- Leader: Mahamat Mahdi Ali
- Founded: 2016
- Split from: UFDD
- Country: Chad
- Headquarters: Fezzan
- Status: active
- Size: Between 500 and 1500 combatants (2021)
- Website: fact-tchad.com

= Front for Change and Concord in Chad =

Chadian political and rebel group

The Front for Change and Concord in Chad (جبهة التغيير والوفاق في تشاد, Front pour l’alternance et la concorde au Tchad), or FACT, is a political and military organisation created by SG Mahamat Mahdi Ali in March 2016 in Tanua, in the north of Chad, with the goal of overthrowing the government of Chad. It is a splinter group of the Union of Forces for Democracy and Development (UFDD). Ali declared his preparation for military operations against President Idriss Déby. The group was responsible for the death of Déby in April 2021, when he was killed while commanding troops on the frontline fighting the militants.

== Origins ==
The group was founded by dissident Chadian army officers who had split from the UFDD. FACT was organized as a union of different rebel factions in March 2016, but it quickly suffered from internal disputes. Dissidents split off and organized as the Military Command Council for the Salvation of the Republic (CCMSR). In its current iteration, FACT emerged in April 2016.

==Military actions==
=== Second Libyan Civil War ===
In the first years of its existence, FACT mostly operated as mercenaries for various Libyan factions.
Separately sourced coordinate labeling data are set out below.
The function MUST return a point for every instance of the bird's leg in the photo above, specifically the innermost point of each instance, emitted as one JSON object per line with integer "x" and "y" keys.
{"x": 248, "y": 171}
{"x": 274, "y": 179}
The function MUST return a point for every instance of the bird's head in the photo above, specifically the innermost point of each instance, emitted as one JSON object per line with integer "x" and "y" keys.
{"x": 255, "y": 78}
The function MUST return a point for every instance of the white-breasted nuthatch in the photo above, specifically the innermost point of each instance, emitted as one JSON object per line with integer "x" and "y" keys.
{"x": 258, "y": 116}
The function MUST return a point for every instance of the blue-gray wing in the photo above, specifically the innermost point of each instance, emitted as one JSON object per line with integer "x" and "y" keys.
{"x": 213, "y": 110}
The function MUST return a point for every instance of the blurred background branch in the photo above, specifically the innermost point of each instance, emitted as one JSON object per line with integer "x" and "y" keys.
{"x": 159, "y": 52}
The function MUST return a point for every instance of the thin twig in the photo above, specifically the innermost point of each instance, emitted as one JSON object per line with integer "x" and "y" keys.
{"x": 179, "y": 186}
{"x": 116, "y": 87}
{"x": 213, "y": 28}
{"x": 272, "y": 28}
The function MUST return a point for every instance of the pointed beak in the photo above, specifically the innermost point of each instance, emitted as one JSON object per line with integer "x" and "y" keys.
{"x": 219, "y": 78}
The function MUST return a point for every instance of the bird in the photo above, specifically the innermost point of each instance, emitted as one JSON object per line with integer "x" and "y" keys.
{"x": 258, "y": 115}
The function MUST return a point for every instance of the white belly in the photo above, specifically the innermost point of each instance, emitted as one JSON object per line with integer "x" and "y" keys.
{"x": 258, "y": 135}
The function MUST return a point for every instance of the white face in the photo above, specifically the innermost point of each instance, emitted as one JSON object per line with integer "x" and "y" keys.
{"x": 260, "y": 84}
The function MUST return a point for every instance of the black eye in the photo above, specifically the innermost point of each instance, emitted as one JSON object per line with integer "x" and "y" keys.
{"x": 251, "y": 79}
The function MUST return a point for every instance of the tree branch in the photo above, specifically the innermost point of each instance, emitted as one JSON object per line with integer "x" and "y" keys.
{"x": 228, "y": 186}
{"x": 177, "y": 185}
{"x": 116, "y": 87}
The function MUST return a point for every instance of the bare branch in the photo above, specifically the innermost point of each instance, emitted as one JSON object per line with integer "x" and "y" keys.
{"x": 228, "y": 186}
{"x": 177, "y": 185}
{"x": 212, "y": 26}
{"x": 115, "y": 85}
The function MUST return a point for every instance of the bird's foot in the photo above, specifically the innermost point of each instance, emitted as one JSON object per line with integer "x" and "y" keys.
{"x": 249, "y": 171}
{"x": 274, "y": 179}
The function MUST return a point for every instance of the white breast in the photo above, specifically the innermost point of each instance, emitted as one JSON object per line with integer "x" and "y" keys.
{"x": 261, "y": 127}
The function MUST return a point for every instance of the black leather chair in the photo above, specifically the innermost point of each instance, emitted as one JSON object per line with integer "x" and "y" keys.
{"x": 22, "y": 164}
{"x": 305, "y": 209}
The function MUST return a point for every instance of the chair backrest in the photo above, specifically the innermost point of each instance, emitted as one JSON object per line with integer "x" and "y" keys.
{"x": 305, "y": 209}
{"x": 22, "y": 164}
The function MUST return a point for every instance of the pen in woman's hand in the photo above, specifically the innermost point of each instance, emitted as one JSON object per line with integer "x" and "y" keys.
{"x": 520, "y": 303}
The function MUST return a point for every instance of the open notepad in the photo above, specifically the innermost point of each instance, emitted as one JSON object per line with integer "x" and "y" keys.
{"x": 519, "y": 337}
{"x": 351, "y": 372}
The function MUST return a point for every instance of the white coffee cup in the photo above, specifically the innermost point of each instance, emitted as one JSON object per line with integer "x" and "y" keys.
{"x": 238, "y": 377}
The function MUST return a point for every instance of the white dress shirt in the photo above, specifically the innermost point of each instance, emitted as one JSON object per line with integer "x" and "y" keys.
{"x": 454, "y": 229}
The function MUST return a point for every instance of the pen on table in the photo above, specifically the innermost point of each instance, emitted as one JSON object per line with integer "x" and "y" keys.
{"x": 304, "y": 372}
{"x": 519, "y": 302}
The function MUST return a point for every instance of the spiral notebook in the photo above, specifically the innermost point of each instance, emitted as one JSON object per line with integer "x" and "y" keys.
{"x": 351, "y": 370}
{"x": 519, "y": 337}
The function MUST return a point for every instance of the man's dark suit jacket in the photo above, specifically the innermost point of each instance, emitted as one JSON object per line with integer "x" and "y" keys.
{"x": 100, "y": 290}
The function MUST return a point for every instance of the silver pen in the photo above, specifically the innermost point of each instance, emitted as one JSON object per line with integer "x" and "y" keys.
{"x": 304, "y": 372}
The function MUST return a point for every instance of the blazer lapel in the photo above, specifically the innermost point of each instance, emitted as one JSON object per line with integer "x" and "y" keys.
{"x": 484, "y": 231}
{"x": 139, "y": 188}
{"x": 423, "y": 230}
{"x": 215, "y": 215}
In December 2016, Libyan National Army (LNA) forces bombed FACT forces twice in the Jufra District, resulting in one death. The LNA then bombed FACT forces on border between Libya and Chad. FACT claimed one person was killed and two were wounded. A few months later in June 2017, a militia group allied with FACT, Third Force, handed over the Jufra District to the LNA. FACT was allowed to remain there under a tacit non-aggression pact with the LNA. Due to the LNA's cooperation with Russian troops, French journalist Jerome Tubiana has speculated that FACT was trained by the Russian military contractor Wagner Group during this period. An article in April 2021 by The New York Times stated that the weapons used for training of FACT by the Wagner group were supplied by the United Arab Emirates, who is alleged by the Pentagon to be funding the Wagner group. The LNA tried to get FACT to join its forces, but FACT wanted to remain neutral; their staying neutral hurt their ability to secure roads against bandits and terrorists.

From late 2017 to October 2018, FACT forces clashed with ISIL. These clashes resulted in the death of at least three FACT militants and two jihadists. At some point FACT signed a non-aggression pact with the LNA.

=== Insurgency in Northern Chad ===

On the evening of 11 April 2021, the day of the Chadian presidential election, FACT attacked a Chadian border post in northern Chad just as polling stations were closing. In return, they were attacked by government forces.

On 17 April 2021, the British government said that two armed convoys from FACT were advancing towards the capital of N'Djamena. The Chadian army claimed they destroyed one FACT convoy in the province of Kanem while another was seen approaching the town of Mao.

On 20 April 2021, President Idriss Déby was fatally wounded by FACT gunfire on the front lines of the conflict, just over a week after he was re-elected President for a 6th term. A rebel spokesperson claimed that Déby was wounded in the village of Mele, near the town of Nokou, before being transported back to the capital, N'Djamena, where he succumbed to his injuries. General Mahamat Déby Itno, son of the deceased President, was declared the interim President as head of a military junta.

On 9 May 2021, the Chief of the General Staff of the Chad National Army, Abakar Abdelkerim Daoud, announced the army's victory over FACT. Crowds in N'Djamena reportedly cheered on as soldiers returned from the front line in a column of tanks and armored vehicles. At an army base in N'Djamena, dozens of captured FACT members were shown to the assembled press.